Branded residences — the fastest-growing category in global luxury, expanding 19% annually per Savills — are responding fast. The Aman Bay Harbor Islands project in Miami is selling adjoining units with pre-engineered combination plans. The Mandarin Oriental Residences in Beverly Hills offers a family floor concept where the entire level can be purchased and reconfigured. Four Seasons Private Residences New York at 30 Park Place added a second primary-suite option to its tower-floor inventory in Q4 2025 after broker feedback. The product is moving fast.

Practical implications for developers, designers, and brokers

Five concrete actions separate operators leading this shift from those reacting to it:

  1. Engineer combination plans before pre-construction marketing begins.
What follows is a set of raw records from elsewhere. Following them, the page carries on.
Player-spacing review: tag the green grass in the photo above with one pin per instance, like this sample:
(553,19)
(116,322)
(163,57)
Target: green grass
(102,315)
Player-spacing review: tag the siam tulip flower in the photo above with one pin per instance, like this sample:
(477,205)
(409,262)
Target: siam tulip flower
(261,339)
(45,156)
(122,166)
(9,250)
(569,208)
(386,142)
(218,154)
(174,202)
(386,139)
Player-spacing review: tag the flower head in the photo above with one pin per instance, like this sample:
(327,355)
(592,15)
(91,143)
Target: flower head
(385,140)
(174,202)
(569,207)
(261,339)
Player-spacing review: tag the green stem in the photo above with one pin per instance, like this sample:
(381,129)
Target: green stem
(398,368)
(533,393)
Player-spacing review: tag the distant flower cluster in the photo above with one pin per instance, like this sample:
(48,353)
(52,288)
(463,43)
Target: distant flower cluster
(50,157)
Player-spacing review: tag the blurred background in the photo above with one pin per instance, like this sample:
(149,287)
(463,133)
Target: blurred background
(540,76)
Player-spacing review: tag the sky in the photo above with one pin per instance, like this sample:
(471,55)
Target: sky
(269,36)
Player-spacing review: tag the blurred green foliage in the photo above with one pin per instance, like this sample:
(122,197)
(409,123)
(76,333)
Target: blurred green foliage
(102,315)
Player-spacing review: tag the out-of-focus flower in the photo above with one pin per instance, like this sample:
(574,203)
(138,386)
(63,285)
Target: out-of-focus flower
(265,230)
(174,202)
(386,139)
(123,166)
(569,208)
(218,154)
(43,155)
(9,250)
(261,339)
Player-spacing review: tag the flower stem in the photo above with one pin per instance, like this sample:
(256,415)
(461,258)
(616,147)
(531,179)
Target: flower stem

Show buyers how two adjoining units can become one without speculative sketches. The plan should be approved by the structural engineer of record and reflected in the offering plan.
  2. Design dual primary suites into trophy floor plates from day one. Retrofitting acoustic separation and HVAC zoning post-purchase costs three times what it costs to build in.
  3. Integrate aging-in-place features without making them visible. Reinforced bathroom walls, wider door clearances, level transitions at thresholds, and lever-style hardware can all be specified without compromising aesthetic. Visible accessibility kills luxury perception.
  4. Train the brokerage team to sell multigenerational, not square footage. The pitch is no longer 5,000 square feet of finished space. It is a floor plan that holds your parents, your kids, and your office without anyone losing privacy.
  5. Document the multigenerational scenario in the marketing materials. Renderings of empty rooms do not tell this story. Renderings of a Sunday dinner where three generations occupy distinct zones of the same floor plan do.

Where this is going

The multigenerational thesis is structural, not cyclical. The Sandwich Generation demographic peaks around 2030. The UHNWI population continues to grow at roughly 32,000 new individuals per year globally. Aging-in-place demand will compound, not fade. Developers planning trophy projects for delivery in 2028 and 2029 are already redesigning their unit mix.

The opportunity for brands and developers operating in this space is to lead the conversation rather than respond to it. That requires creative direction, naming, narrative, and visual systems that signal multigenerational thinking from the first touchpoint — not as a feature in the spec sheet, but as the organizing premise of the project. TBO's architectural visualization and branding services are built around this kind of upstream creative strategy, where the brand and the product converge before construction starts.

For more on how the global luxury market is recalibrating, see our recent coverage on branded residences and the new capitals of luxury real estate.

Closing

For a generation, luxury real estate sold solitude. The current generation is buying proximity — but proximity engineered, zoned, and acoustically separated to feel like solitude when needed. The penthouse of 2026 has two front doors. The grandparents are home. So is the eight-year-old. So is the principal. None of them sees the others unless they choose to.

The next decade of trophy real estate will be defined by the developers who understood, in 2026, that the floor plan is the brand.